Friday, August 21, 2015 7:03 pm

While I never really felt like I left, I am now back to residing here at Wake Forest. This marks the “end” of my summer of research and thus, as my last post of this project, I would like to close with a brief summary of what I managed to do.

Essentially, my time with Anabaena spp. has led to two observations and one minor experiment. The first observation is the sterotypical “s-curve” of population dynamics fits to the organisms in our, lab-grown environment. The purpose of this was to fine tune further experimentation by determining in what time frame do our cultures reach full density. To test this, I used a device which scans the “optical density” of different cultures overtime. Optical density is related to how much light the culture absorbs — the denser the culture, the more light absorbed. This relates directly to the population density of a culture and thus was scientifically useful. We determined that our cultures reached density in about 5 days.

The second observation was regarding heterocyst frequency. Recall that heterocysts are differentiated cells whose sole function is to produce nitrogen. Based on the initial observation and some other, minor ones, that there may have been an indirect correlation between optical density and heterocyst frequency. It was theorized by my advisor that this may have been a genetic trade off — that the Anabaena could be dense or good at making nitrogen, but not both. Thus, we attempted to determine how heterocyst frequency varied over time and if it appeared hereditary. Samples of each culture were placed on hemocytometers — special microscope slides with grids — and heterocyst vs. vegatative cell counts were performed daily. Sadly, no conclusive results were produced.

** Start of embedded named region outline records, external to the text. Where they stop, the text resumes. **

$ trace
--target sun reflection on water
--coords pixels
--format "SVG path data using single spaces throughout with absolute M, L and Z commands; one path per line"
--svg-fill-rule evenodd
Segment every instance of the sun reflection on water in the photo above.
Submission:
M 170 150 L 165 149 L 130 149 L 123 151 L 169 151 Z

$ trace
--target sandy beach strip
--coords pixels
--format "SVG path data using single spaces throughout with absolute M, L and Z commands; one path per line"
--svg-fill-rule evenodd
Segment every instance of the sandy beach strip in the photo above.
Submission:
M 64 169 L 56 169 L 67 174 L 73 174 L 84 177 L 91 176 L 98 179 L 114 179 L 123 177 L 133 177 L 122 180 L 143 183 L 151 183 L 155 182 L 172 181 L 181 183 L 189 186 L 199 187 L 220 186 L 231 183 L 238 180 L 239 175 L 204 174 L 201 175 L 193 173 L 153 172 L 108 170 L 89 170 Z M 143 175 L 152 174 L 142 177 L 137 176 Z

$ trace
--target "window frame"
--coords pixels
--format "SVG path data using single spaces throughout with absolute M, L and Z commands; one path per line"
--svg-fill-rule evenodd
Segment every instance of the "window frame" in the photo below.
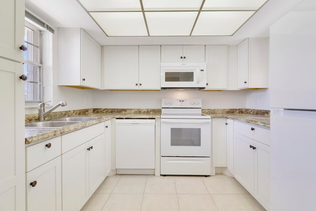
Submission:
M 43 101 L 44 98 L 44 93 L 43 93 L 43 30 L 35 26 L 34 24 L 33 24 L 30 21 L 28 21 L 28 20 L 26 20 L 25 21 L 24 24 L 25 28 L 27 27 L 28 28 L 30 29 L 33 30 L 36 30 L 39 31 L 39 46 L 37 46 L 36 45 L 30 43 L 29 42 L 26 41 L 24 41 L 24 42 L 26 43 L 28 45 L 32 45 L 39 48 L 39 62 L 34 62 L 33 61 L 31 61 L 28 60 L 25 60 L 24 63 L 24 70 L 25 68 L 27 68 L 25 66 L 25 64 L 29 64 L 30 66 L 35 67 L 39 68 L 38 71 L 39 74 L 40 75 L 40 79 L 39 80 L 39 82 L 35 82 L 31 81 L 29 80 L 26 81 L 25 85 L 27 84 L 37 84 L 39 87 L 39 90 L 38 91 L 38 100 L 34 100 L 34 98 L 32 97 L 33 100 L 25 100 L 25 102 L 26 103 L 26 105 L 38 105 L 39 103 L 42 102 Z M 29 52 L 28 51 L 30 50 L 30 49 L 28 49 L 28 50 L 26 51 L 26 53 L 28 53 Z M 25 71 L 25 70 L 24 70 Z M 30 93 L 29 94 L 31 94 L 30 92 L 25 91 L 25 94 L 27 94 L 28 93 Z

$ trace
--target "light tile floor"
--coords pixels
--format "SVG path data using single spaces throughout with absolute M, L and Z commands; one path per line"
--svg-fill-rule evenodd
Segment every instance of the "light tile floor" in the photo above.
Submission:
M 234 178 L 115 175 L 107 177 L 81 211 L 264 211 Z

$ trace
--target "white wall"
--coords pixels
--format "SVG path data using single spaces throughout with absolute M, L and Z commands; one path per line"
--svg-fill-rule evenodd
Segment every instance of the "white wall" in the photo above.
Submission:
M 203 108 L 245 108 L 246 94 L 245 90 L 93 90 L 92 106 L 95 108 L 160 109 L 163 98 L 196 98 L 202 99 Z
M 268 88 L 246 91 L 246 108 L 270 110 L 270 90 Z

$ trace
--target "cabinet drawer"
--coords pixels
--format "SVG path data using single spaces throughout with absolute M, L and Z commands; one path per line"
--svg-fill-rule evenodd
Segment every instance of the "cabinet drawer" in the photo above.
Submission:
M 62 136 L 62 154 L 104 133 L 104 122 Z
M 235 121 L 234 124 L 234 131 L 270 146 L 270 129 L 255 126 L 253 125 Z
M 61 137 L 47 140 L 25 148 L 25 170 L 31 170 L 61 154 Z

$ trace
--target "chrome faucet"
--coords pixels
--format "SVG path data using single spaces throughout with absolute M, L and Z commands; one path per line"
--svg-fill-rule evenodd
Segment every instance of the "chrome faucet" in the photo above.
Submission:
M 47 103 L 48 102 L 51 102 L 51 100 L 44 102 L 43 103 L 40 103 L 39 104 L 39 121 L 44 121 L 44 119 L 45 117 L 47 116 L 48 114 L 50 113 L 52 111 L 54 111 L 55 109 L 59 107 L 59 106 L 65 106 L 67 105 L 67 103 L 65 101 L 61 101 L 59 102 L 58 104 L 53 106 L 50 109 L 45 112 L 45 103 Z

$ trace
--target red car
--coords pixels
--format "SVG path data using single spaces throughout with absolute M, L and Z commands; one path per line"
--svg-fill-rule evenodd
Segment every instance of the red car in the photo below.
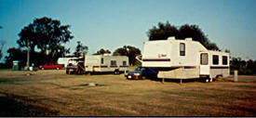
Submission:
M 39 69 L 41 70 L 60 70 L 61 68 L 62 68 L 62 65 L 54 65 L 51 62 L 39 66 Z

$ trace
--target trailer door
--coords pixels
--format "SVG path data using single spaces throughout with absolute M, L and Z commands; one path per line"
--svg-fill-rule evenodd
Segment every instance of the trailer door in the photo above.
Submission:
M 209 53 L 200 53 L 200 74 L 209 75 Z

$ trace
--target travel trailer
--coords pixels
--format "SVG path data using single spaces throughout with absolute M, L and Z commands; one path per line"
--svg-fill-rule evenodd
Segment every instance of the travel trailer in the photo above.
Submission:
M 218 76 L 229 76 L 229 53 L 208 50 L 192 38 L 144 42 L 142 56 L 136 57 L 142 67 L 158 70 L 164 79 L 205 78 L 212 82 Z
M 127 56 L 92 55 L 85 57 L 86 72 L 125 72 L 128 67 Z
M 68 63 L 70 62 L 70 59 L 75 59 L 77 58 L 59 58 L 57 62 L 58 64 L 64 65 L 64 67 L 66 68 Z

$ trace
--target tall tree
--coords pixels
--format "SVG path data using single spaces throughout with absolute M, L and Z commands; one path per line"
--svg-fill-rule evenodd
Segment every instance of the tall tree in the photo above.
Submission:
M 114 56 L 128 56 L 128 62 L 130 65 L 136 65 L 139 64 L 138 61 L 136 61 L 136 56 L 141 55 L 141 50 L 137 47 L 131 46 L 124 46 L 123 47 L 117 48 L 113 53 Z
M 75 52 L 74 52 L 74 55 L 77 58 L 87 55 L 88 46 L 83 46 L 83 44 L 80 41 L 78 41 L 76 43 L 77 43 L 77 45 L 75 47 Z
M 101 48 L 99 51 L 97 51 L 93 55 L 103 55 L 103 54 L 111 54 L 111 51 L 109 51 L 108 49 L 105 50 L 103 48 Z
M 4 40 L 0 40 L 0 59 L 2 59 L 3 57 L 3 48 L 4 48 L 4 46 L 6 45 L 6 41 Z
M 2 29 L 3 27 L 0 25 L 0 29 Z M 3 57 L 3 47 L 4 46 L 6 45 L 6 41 L 4 40 L 0 40 L 0 59 L 2 59 Z
M 20 60 L 20 66 L 26 64 L 26 50 L 20 48 L 10 47 L 7 49 L 8 55 L 6 56 L 6 64 L 9 67 L 12 65 L 13 60 Z
M 165 40 L 169 36 L 175 36 L 177 39 L 185 39 L 192 37 L 193 40 L 200 42 L 208 49 L 220 50 L 216 44 L 210 43 L 205 33 L 197 25 L 184 24 L 180 28 L 167 23 L 158 23 L 158 27 L 154 26 L 147 33 L 150 41 Z
M 20 31 L 17 43 L 20 47 L 30 46 L 32 54 L 37 47 L 46 56 L 45 59 L 56 60 L 59 55 L 63 55 L 67 50 L 62 44 L 74 37 L 69 28 L 70 25 L 61 25 L 60 20 L 50 18 L 35 19 Z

The “experiment” was more out of scientific curiosity than need. Since my adviser’s lab is first and foremost a lab dedicated to evolution experimentation with yeast, it was posited that we might use yeast in some way in my research. It was thought that if normal yeast, who are incapable of producing their own nitrogen, could grow on the supplemented supernatant of centrifuged Anabaena cultures, then it would indicate some small amount of produced nitrogen. Thus, I spend about a week attempting to grow yeast in this manner. It was challenging because the yeast maintain a small store of nitrogen from its previous environment after transfer and cultures had to be acclimated over time to eliminate this surplus. This too proved rather inconclusive, likely due to poor design on my part.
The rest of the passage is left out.